For the record, I've seen it once or twice; usually it was flaky DNS and a client that didn't cache properly. If you can't resolve images.slashdot.org, for instance, you have to wait a second or two until you can resolve it. Telling the browser to cache CSS pages "for a long time" doesn't often help, because in the event of failure, all that got cached after the delay is "503 - there ain't no images.slashdot.org", and if the DNS failure was transient, that's worse, because, the browser isn't necessarily gonna retry!
But to answer the meta-question, yes, it was brought up as a pathological example to illustrate the principle that requiring dozens of TCP/IP connections to multiple hosts (www.foo.com, images.foo.com, css.foo.com, a dozen "providers" of ads, assuming those aren't already pre-emptively blocked) equals more ways for things to fail.
> Because a) you were fine with the font size that was trendy with designers a decade ago and b) you aren't fine with the font size that is trendy with designers today.

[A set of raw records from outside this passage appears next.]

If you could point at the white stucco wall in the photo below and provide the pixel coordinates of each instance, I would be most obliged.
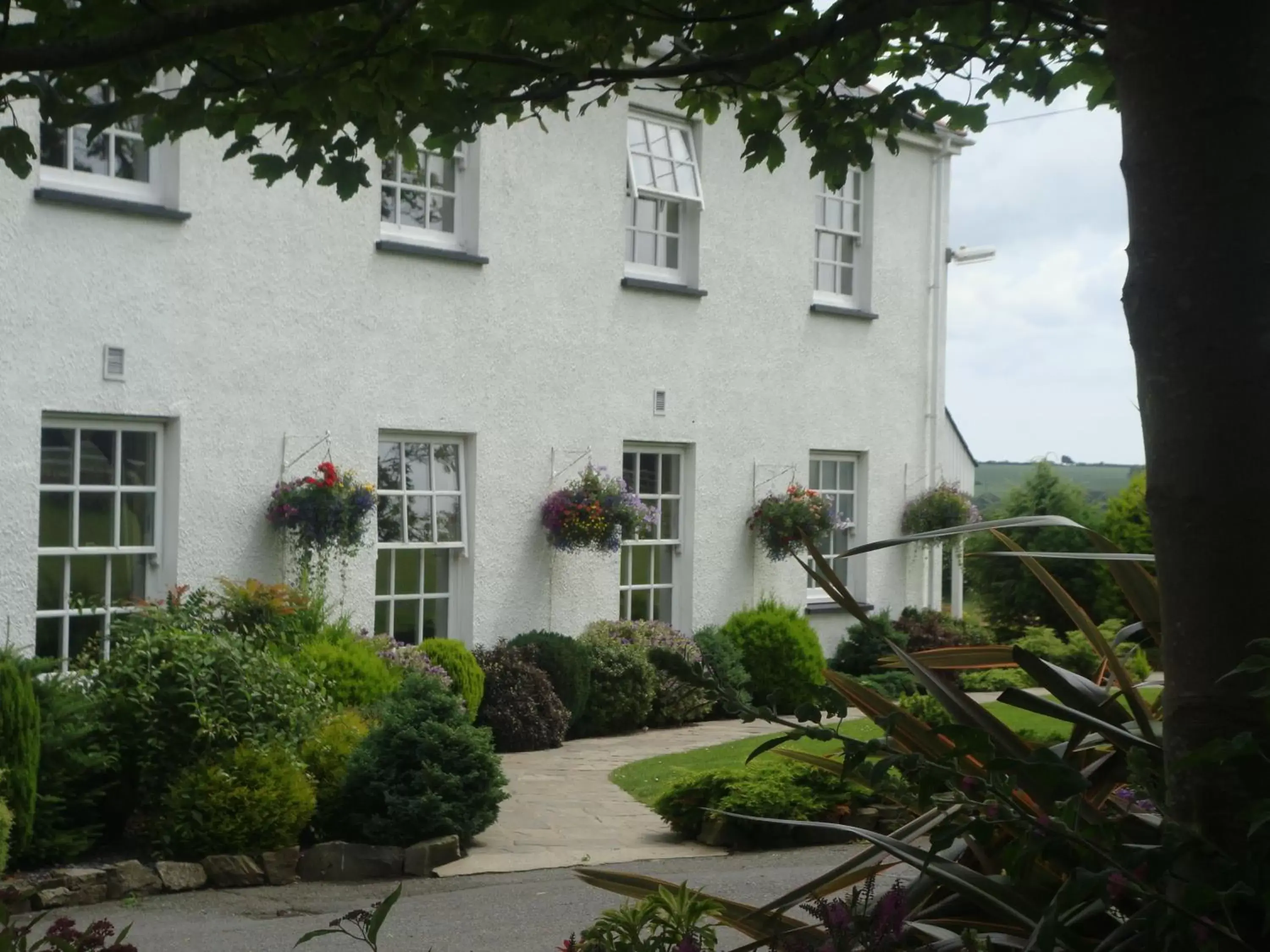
(270, 313)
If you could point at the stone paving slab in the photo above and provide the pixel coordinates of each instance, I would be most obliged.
(564, 812)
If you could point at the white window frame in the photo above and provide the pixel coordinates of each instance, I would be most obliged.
(853, 197)
(464, 238)
(158, 190)
(690, 205)
(849, 569)
(456, 549)
(679, 586)
(153, 553)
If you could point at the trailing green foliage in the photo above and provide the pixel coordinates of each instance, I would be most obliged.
(859, 653)
(722, 655)
(779, 790)
(468, 678)
(6, 833)
(567, 664)
(1013, 600)
(19, 748)
(173, 697)
(521, 707)
(781, 654)
(239, 801)
(78, 772)
(425, 771)
(348, 669)
(326, 758)
(623, 686)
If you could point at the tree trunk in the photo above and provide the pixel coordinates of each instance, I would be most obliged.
(1194, 88)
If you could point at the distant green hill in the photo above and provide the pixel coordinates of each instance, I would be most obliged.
(994, 480)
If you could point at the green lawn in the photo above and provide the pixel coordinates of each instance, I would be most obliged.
(646, 780)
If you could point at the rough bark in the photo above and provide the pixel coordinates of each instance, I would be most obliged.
(1194, 89)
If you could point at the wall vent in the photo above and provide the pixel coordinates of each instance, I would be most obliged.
(112, 362)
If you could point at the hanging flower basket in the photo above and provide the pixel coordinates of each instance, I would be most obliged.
(322, 516)
(781, 522)
(939, 508)
(595, 512)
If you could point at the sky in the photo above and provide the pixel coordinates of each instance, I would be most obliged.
(1038, 355)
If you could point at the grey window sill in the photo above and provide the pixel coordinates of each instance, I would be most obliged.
(818, 607)
(844, 311)
(445, 254)
(106, 204)
(665, 287)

That'd be fine! Tongue-in-cheek, I'd just make it "one <font size> smaller" or "one <font size> bigger". It seems that what's trendy with designers today is either (a) fonts that render as 4x6 pixel globs, or (b) font choices that show up as 8x12-pixel hugeness (1920x1600, 96dpi), with no middle ground. What's trendy with designers seems to be "whatever's either too big or too small, use anything but the default!", which makes no sense to me.
> No, the problem is incompetence. There's no make-this-unreadable: extra-web-2.0 !important CSS property, the defaults are sensible and CSS is explicitly designed for end-user control. The problem is that designers are choosing to make their designs this way. Sure, with one hand tied behind their back they aren't able to fuck things up in precisely the same way as they can today, but that's not the point is it?
No argument there. Georgia's a great font, but I'd rather see things fall back to Times Roman, where at least it looks half-decent at all sizes on all platforms. This guy's rant from 7 years ago puts it better than I did.